Покрасневшему от похвалы Захарию ужасно хотелось услышать предложение, упомянутое на аукционе, но ему пришлось унять свое нетерпение, ибо мистер Бернэм не спешил перейти к делу. Усевшись в массивное кресло, он огладил роскошную бороду и задумчиво произнес:
– Душа моя возрадовалась от известия, что в вас, Рейд, пробудился дух предпринимательства. Наступает новая эра, век свободной торговли, и его героями станут люди вроде нас с вами, сами себя сотворившие свободные негоцианты. Сейчас самое время отважному белому юноше искать счастья на Востоке. Надеюсь, вы знаете, что вскорости снарядят военную экспедицию в Китай?
– Да, сэр.
– Хорошо. Я думаю, ждать осталось недолго, и войска, собранные в нашем городе, откроют крупнейший мировой рынок.
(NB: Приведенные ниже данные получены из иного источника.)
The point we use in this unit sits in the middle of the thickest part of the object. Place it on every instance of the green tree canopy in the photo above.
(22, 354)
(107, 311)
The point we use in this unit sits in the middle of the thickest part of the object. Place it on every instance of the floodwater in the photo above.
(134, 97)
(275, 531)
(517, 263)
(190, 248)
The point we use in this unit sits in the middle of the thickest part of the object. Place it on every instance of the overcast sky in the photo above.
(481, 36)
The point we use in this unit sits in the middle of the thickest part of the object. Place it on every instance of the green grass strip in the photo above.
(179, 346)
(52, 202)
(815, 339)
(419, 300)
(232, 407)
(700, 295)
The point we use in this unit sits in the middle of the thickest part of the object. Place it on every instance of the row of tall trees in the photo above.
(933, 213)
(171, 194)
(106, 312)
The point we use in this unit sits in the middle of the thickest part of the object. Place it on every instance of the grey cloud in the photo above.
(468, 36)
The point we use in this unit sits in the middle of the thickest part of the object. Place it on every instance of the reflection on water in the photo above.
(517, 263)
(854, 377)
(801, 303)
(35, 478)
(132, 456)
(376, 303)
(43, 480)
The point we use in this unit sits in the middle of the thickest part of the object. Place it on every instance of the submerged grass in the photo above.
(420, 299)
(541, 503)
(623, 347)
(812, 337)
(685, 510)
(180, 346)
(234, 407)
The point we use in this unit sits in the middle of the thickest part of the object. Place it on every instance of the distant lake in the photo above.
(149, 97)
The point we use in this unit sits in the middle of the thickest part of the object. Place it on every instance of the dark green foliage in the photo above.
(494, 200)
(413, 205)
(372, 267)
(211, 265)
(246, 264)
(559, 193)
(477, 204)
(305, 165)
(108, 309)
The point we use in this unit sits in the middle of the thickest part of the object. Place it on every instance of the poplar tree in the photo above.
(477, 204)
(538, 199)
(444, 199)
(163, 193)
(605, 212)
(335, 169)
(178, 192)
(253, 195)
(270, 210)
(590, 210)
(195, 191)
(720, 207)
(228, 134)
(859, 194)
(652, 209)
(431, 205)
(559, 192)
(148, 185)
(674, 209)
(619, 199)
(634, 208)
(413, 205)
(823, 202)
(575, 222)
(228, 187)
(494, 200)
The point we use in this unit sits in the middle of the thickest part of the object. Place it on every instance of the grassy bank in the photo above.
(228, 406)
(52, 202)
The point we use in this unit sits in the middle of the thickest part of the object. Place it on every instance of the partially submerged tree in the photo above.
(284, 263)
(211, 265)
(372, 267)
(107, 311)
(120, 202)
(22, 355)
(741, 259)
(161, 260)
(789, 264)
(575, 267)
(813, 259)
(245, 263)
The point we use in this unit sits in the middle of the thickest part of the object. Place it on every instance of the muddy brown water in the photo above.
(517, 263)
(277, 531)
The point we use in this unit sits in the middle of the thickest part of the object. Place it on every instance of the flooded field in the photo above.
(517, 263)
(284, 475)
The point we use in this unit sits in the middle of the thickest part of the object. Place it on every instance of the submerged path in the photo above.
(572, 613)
Когда это произойдет, маньчжурская тирания, последнее препятствие на пути вселенского устава свободы, будет сметена. Кончина ее ознаменует рождение эпохи, в которой Божий замысел предстанет во всей красе. Кому судьбой предначертано процветать, добьются успеха, и наградой им станет владение мировыми богатствами. Вам несказанно повезло с редчайшей возможностью нашего времени: сейчас или никогда узнать, принадлежите ли вы к числу избранных.
– Вот как, сэр? – Захарий немного растерялся. – Боюсь, я не вполне понимаю.
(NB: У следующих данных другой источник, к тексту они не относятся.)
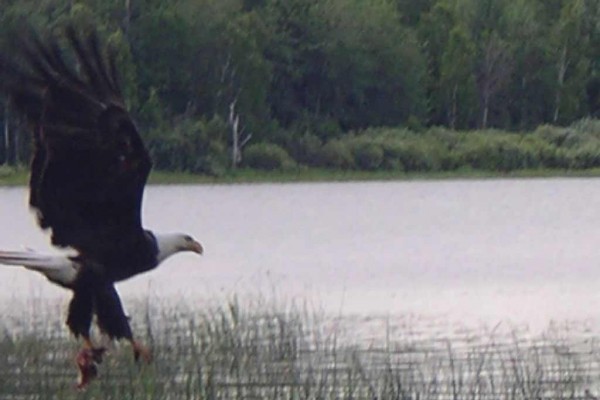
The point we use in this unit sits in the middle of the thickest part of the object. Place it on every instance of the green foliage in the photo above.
(368, 156)
(335, 154)
(267, 156)
(309, 74)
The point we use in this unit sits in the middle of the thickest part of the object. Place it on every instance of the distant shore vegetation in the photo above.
(389, 154)
(229, 89)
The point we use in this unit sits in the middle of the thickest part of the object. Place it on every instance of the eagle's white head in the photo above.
(171, 243)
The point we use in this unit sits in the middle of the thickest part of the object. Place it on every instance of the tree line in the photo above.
(209, 79)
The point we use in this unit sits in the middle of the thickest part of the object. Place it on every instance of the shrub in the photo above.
(495, 152)
(367, 155)
(305, 149)
(335, 154)
(267, 156)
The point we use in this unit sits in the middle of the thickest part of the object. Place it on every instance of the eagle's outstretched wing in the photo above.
(89, 165)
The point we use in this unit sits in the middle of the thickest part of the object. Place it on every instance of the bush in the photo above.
(267, 156)
(368, 156)
(305, 149)
(335, 154)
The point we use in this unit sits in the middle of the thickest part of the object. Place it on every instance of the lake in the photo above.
(520, 251)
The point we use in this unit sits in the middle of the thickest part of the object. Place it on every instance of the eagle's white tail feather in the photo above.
(59, 269)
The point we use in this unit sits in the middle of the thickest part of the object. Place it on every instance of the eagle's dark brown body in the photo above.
(88, 174)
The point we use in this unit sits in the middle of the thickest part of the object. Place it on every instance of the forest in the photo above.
(358, 84)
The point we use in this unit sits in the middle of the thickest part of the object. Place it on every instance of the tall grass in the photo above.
(261, 351)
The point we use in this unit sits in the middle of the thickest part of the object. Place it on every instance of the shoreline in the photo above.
(19, 177)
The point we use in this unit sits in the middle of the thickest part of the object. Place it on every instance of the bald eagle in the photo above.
(88, 172)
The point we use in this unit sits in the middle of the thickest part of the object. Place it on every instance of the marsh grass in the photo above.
(262, 351)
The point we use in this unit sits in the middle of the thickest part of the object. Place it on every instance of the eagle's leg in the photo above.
(87, 361)
(139, 350)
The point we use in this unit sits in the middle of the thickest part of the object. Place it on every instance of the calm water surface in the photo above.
(522, 251)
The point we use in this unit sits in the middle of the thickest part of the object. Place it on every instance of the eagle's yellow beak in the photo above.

– Я говорю, Рейд, об экспедиции в Китай.
Данное мероприятие, разъяснил мистер Бернэм, преподносит возможности небывалых масштабов. Оно не только одарит громадной прибылью, открыв миру китайские рынки, но создаст новый образчик ведения войны, когда бизнес полноправно участвует во всем – от выработки военной стратегии до переговоров с парламентом, информирования общественности и материально-технического обеспечения. Нынешний конфликт не имеет ничего общего с былыми разорительными войнами, сейчас в полной мере будут учтены жестокие уроки прошлого, а все внимание сосредоточено на минимизации финансовых и человеческих потерь со стороны Великобритании.
Нынче опора на частного предпринимателя имеет место в неслыханной степени, и уже одно это открывает бесчисленные пути к барышам, начиная от предоставления транспорта и заканчивая поставкой провианта войскам. Мало того, экспедиция, продвигаясь вдоль восточного побережья, обеспечит доступ к пока еще не освоенным рынкам на севере Китая. Под прикрытием королевского флота британские торговые суда смогут, не швартуясь к берегу, сбывать свой товар в густонаселенных районах, где недавние перебои с опием наверняка породили огромный спрос. Каждый ящик принесет состояние.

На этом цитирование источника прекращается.